When we talk about mentors, we often confine ourselves within the walls of our chosen profession. Carolyn See, professor and writer, was also a ‘world class’ mentor to those who were ‘outsiders’ to the world of New York publishing, the purveyors of taste in American storytelling.
I met Carolyn after a panel at the 2003 Los Angeles Times Festival of Books, when she was signing copies of ‘Making a Literary Life: Advice for Writers and Other Dreamers’. We had a brief conversation and I followed up with an email a few days later to thank her for taking the time to chat. Her response was immediate, gracious and filled with humor.
At the time I was not a writer, but a ‘dreamer’, considering a literary life, while pursuing a passion working with college students. Carolyn encouraged me to explore the writing life, and taught me what it truly means to be a mentor.
Carolyn died last week in Santa Monica, California. Many of her students and friends have shared their memories in published obituaries and tweets. In all there is the common thread of the ‘insider’ welcoming the ‘outsider’.
“…I believe, with a patriotic sincerity that would make a Legionnaire blush, that American literature is owned by everybody in America and that world lit is owned by everyone in the world and that we all get to have a say in it, not just a comparatively few men and women in the Northeast, no matter how decent and talented they may be.”
LA Times columnist, former book critic and writer, David Ulin described his relationship with Carolyn in 2014.
“Carolyn taught me how to be a writer in California. For her, that meant a three-dimensional literary life: writing, teaching and reviewing, all of them inextricable from the whole. As a critic, I have tried to follow her model that reviews should be part of an ongoing conversation with one’s readers, and should explicate something essential — not only whether or not we like a book, but also how it connects to, or reflects, our aesthetics, our world view. Carolyn has always regarded reading as an act of engagement . . . and reviewing, too.”

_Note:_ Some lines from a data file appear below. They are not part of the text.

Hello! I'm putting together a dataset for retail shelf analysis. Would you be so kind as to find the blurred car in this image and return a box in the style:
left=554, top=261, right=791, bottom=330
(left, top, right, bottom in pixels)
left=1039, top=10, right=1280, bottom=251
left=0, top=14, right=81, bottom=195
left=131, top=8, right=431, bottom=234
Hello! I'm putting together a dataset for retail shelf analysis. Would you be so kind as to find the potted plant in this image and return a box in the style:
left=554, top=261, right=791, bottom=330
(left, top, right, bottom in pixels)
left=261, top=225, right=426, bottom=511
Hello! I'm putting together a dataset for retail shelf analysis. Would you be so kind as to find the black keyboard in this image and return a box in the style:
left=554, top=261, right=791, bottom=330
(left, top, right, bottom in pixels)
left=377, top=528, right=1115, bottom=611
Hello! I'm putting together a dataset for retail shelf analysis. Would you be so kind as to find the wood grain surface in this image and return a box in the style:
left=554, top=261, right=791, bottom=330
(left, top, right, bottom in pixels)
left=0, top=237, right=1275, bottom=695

What is a mentor? What can we learn from the life of a writer if we have followed a completely different career path?
A mentor teaches you to be the three-dimensional human in your workplace vision of success.

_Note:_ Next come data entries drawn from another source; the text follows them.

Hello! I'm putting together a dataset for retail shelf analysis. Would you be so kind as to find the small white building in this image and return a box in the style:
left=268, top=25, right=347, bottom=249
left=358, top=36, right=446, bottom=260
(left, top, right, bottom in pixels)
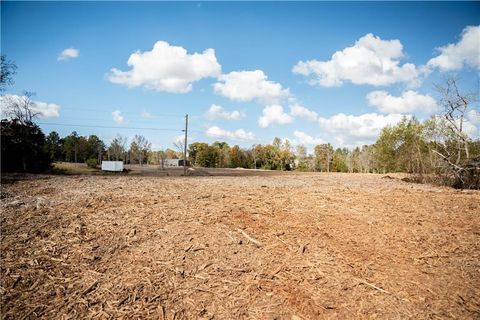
left=101, top=161, right=124, bottom=172
left=162, top=159, right=189, bottom=167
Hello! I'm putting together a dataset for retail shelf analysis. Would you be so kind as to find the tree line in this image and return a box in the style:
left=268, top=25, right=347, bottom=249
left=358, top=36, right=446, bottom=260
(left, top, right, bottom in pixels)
left=1, top=55, right=479, bottom=188
left=44, top=131, right=159, bottom=167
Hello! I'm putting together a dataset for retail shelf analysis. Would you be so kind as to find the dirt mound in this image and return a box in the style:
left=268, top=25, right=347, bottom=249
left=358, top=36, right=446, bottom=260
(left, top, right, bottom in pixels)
left=186, top=167, right=212, bottom=176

In ‘Making a Literary Life, Carolyn offers two menu items: ‘Carolyn’s 18 Minute Chili’ and ‘Carolyn’s 18 Hour Chili’. For the writer, the two step (18 minute) is “a thousand words a day or two hours of revision” and “a charming note to a writer, editor or agent you admire – five days a week for the rest of your life”.
This is what a mentor does, unselfishly shares their recipe for success with measurable, accountable advice. And the part about ‘charming notes’? It’s universal in its application. This is not about ‘sucking up’, but genuinely expressing gratitude or professional admiration, tied to a specific circumstance.
The ’18 hour chili alternative’ includes suggestions to “take an outside excursion once a week”, “pretend- in your mind – to be…”, and “make a list of what a … like you might want”.
We need to get outside our ‘comfort zone’ to stay creative. It’s essential to visualize what you would be like in your dream job, and equally important, to hold an image of what success looks like to you.
“You can go a surprisingly long time without figuring out the kind of person you are and in what direction your life is taking you.”
It’s why I will always be grateful for my encounter with Carolyn See, and why we all, outsiders included, need a mentor who keeps us honest and on track toward success.